Russian company buys Armenian power grid – agency

Regnum, Moscow
12 Feb 05

[No dateline as received] In November last year Regnum news agency
reported about talks between the British trade and industrial concern
Midland Resources Holding Ltd and the RAO UES (Russia) [Russia’s
power grid monopoly Unified Energy System] on the sale of the Armenian
power grid. The press secretary of the Armenian power grid, Margarita
Grigoryan, officially denied reports from a well-informed source in
the company that the Russian holding would become the owner of the
Armenian power grid in January 2005.

Meanwhile, Yerevan-based newspaper Aykakan Zhamanak reported on 12
February that a subsidiary of the RAO UES of Russia, Inter RAO UES,
has bought the Armenian power grid from Midland Resources for 80m
dollars. The deal will be officially made public in April 2005, the
newspaper noted. Aykakan Zhamanak noted that the World Bank is roundly
against handing over the Armenian power grid to Russia. The newspaper
also alleged that “after the sale of the Armenian power grid, Russia
will not be the only one to control them”. [Sentence as published]

To recap, an agreement on the sale of the Armenian power grid was
signed in Yerevan on 26 August between the Armenian government and
the British trade and industrial concern Midland Resources Holding
Ltd. In accordance with the document, 80.1 per cent of the Armenian
power grid shares were sold to the concern for 37.15m dollars. The
British company was to pay 12.15m dollars for the shares and to
allocate another 25m dollars to the Armenian budget to cover the
Armenian power grid’s debts and to pay wage arrears.

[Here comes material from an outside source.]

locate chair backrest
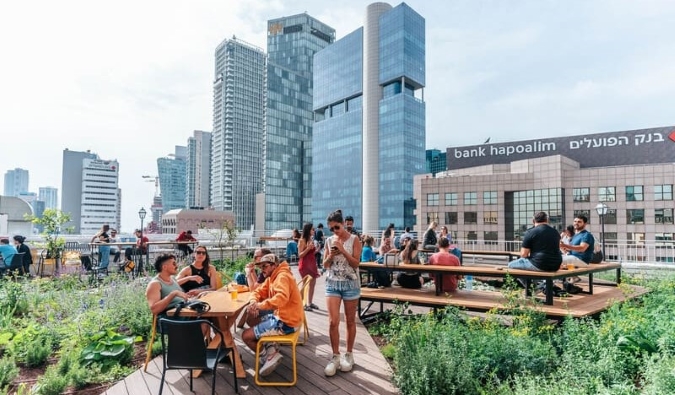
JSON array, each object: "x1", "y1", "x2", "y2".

The RAO UES of Russia owns the Sevan-Razdan cascade of hydro-electric
power plants and the Razdan thermoelectric power plant and controls
finances of the Armenia Nuclear Power Plant. The RAO UES set up the
International Energy Corporation closed-type joint-stock company in May
2003 for the management of the Sevan-Razdan cascade of hydro-electric
power plants, which was handed over to Russia to cover part of the debt
for the nuclear fuel delivered for the Armenian Nuclear Power Plant.

Finances of the Armenian Nuclear Power Plant have been placed in
trust management of Inter RAO UES, a subsidiary of the RAO UES,
(60 per cent of shares) and Russia’s state nuclear power holding
Rosenergoatom (40 per cent) for five years.

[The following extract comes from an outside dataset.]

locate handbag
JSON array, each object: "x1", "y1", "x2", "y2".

Probably, the sale of the Armenian power grid should be viewed in
the context of the RAO UES’ attempt to synchronize the power grids
of the entire region, including Georgia, Armenia and Azerbaijan.

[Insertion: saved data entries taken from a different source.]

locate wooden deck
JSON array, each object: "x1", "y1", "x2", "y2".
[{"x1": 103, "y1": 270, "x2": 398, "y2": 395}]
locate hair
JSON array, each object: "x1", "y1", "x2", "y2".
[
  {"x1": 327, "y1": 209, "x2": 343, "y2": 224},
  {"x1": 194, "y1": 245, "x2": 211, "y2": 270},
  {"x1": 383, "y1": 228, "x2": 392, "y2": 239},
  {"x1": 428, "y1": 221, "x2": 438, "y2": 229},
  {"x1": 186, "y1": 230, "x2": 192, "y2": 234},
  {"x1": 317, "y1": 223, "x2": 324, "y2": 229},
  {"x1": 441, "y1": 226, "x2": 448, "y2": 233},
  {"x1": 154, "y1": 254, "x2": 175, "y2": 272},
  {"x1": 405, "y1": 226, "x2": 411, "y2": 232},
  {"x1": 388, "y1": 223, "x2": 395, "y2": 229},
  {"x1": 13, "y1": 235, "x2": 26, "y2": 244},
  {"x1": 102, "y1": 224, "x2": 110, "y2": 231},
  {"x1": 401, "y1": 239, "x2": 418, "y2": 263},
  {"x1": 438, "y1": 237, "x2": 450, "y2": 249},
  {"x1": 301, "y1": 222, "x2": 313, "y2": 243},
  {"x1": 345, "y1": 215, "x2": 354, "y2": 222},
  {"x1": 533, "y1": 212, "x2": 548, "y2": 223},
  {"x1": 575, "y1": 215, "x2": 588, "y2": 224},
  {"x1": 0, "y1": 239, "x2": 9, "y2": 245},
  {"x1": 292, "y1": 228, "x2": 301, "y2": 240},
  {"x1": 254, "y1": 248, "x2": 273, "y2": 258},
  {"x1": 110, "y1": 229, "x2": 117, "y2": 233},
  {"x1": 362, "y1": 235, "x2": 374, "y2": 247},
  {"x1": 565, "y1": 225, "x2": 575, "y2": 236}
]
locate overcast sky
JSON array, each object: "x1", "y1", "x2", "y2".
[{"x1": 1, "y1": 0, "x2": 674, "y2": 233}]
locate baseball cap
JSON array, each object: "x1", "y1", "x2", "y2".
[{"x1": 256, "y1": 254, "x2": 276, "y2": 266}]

Taking account of the fact that after the commissioning of the
Iran-Armenia gas pipeline, Armenia will export electricity to Iran
in exchange for the supplied gas, which is outlined in the major
agreement, the issue of synchronizing the Armenian and Iranian power
grids could also emerge on the agenda. Since the RAO UES is also the
owner of Georgia’s major power facilities, one can say that the RAO UES
is striving to synchronize the work of the power grids of the whole of
the region, including Armenia, Georgia and even Turkey in the future.